Make sure you add your chosen clipboard manager to ~/.config/openbox/autostart.

Volume managers

  • GVolWheel — An audio mixer which lets you control the volume through a tray icon. || gvolwheelAUR
  • GVTray — A master volume mixer for the system tray. || gvtrayAUR
  • PNMixer — A fork of Obmixer. It has many new features such as ALSA channel selection, connect/disconnect detection, shortcuts, etc. || pnmixerAUR
  • Volti — A GTK application for controlling audio volume from system tray with an internal mixer and support for multimedia keys that uses only ALSA. || voltiAUR
  • VolumeIcon — Another volume control for your system tray with channel selection, themes and an external mixer. || volumeicon
  • VolWheel — A little application which lets you control the sound volume easily through a tray icon you can scroll on. || volwheel

Battery and CPU


  • Trayfreq — A light battery monitor and a CPU frequency scaler. || trayfreqAUR

Keyboard layout switchers

  • fbxkb — A NETWM compliant keyboard indicator and switcher. It shows a flag of current keyboard in a systray area and allows you to switch to another one. || fbxkbAUR
  • xxkb — A lightweight keyboard layout indicator and switcher. || xxkb
  • qxkb — A keyboard switcher written in Qt. || qxkbAUR
  • X Neural Switcher — A text analyser, it detects the language of the input and corrects the keyboard layout if needed. || xneurAUR, gxneurAUR (GUI)

Logout dialog

A few simple shutdown managers are available:

  • exitx — A logout dialog for Openbox that uses Sudo. || exitxAUR
  • exitx-polkit — A GTK logout dialog for Openbox with PolicyKit support. || exitx-polkit-gitAUR
  • exitx-systemd — A GTK logout dialog for Openbox with systemd support. || exitx-systemd-gitAUR
  • obshutdown — A great GTK/Cairo based shutdown manager for Openbox and other window managers. || obshutdownAUR

Alternatively, you can also use Openbox's menus to create a simple dialog. Which can also be binded to a key for easy access.

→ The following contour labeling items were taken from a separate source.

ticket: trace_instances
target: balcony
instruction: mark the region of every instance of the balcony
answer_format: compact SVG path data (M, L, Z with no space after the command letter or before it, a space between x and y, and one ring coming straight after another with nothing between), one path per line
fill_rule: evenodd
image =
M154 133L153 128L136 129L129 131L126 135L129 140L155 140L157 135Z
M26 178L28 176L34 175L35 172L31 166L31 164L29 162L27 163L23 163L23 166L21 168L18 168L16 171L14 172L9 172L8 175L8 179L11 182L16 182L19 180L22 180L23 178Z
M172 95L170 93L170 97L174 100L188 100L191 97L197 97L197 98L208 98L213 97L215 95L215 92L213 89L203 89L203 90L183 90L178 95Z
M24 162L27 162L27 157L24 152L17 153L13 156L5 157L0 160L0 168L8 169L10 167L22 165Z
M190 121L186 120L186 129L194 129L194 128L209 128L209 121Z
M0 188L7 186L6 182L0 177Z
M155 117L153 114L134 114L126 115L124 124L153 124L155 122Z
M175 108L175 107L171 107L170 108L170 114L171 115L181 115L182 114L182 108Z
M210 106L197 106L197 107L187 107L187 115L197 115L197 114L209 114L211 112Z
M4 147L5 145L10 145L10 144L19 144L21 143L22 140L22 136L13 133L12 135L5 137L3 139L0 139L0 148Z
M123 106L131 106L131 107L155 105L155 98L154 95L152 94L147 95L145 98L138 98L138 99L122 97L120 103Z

An example with exit-menu as the id and Exit as the label in a local systemd-logind user session:

<menu id="exit-menu" label="Exit">
	<item label="Log Out">
		<action name="Execute">
			<command>openbox --exit</command>
	<item label="Shutdown">
		<action name="Execute">
			<command>systemctl poweroff</command>
	<item label="Restart">
		<action name="Execute">
		        <command>systemctl reboot</command>
	<item label="Suspend">
		<action name="Execute">
		        <command>systemctl suspend</command>
	<item label="Hibernate">
		<action name="Execute">
		        <command>systemctl hibernate</command>

Add this to your ~/.config/openbox/menu.xml, then later in your menu or pipemenu of choice add:

<menu id="exit-menu"/>

If you would like to bind this to a key, simply add this example keybind to the <keyboard> section:

<keybind key="XF86PowerOff">
  <action name="ShowMenu">

This will bind it to your power button, if you prefer otherwise change XF86PowerOff to your preferred key.